My personal choice would be to write about my friend-come-brother. Which I interpret as a "reduced" form of, say, my friend who can become my brother [in appropriate circumstances].
This distinction only applies in speech, obviously. And I'd hazard a guess that the majority of native Anglophones might not even realise that the majority of published writers use the cum spelling in this construction (because they don't know that spelling at all; most natives Anglophones aren't as knowledgeable about orthography, academia, and Latin roots as most published writers/editors).

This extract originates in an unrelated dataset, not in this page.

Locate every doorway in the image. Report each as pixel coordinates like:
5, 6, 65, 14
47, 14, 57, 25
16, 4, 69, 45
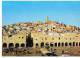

As regards OP's specific question (can this construction be used of people?), the answer is it's a complete non-issue. Of course you can.
In American English, "brother" is often used as a synonym for "male friend." If it is intended to make clear that a male is a very close friend but not technically a brother by blood or adoption, a phrase similar to "my friend, who is as close to me as a brother" would be used.
The use of "cum," pronounced "coom," is rare in American English and virtually absent outside academic or quasi-academic discourse. The use of "cum," pronounced like the verb "come," in the sense that you are describing is simply not heard in American speech. For example, the common American term is "sofa-bed," not "sofa cum bed" or "sofa come bed."
I see no reason why "cum" can't be used for humans, to indicate two separate roles combined in one person:
I have a chauffeur cum gardener in my employ.
Aside: many place names in the UK use it to indicate two parishes combined as one, such as Shingay-cum-Wendy and it is not always hyphenated. It has the same usage as in the question.
Similarly please see the usage in Oxford Dictionaries for "study-cum-bedroom."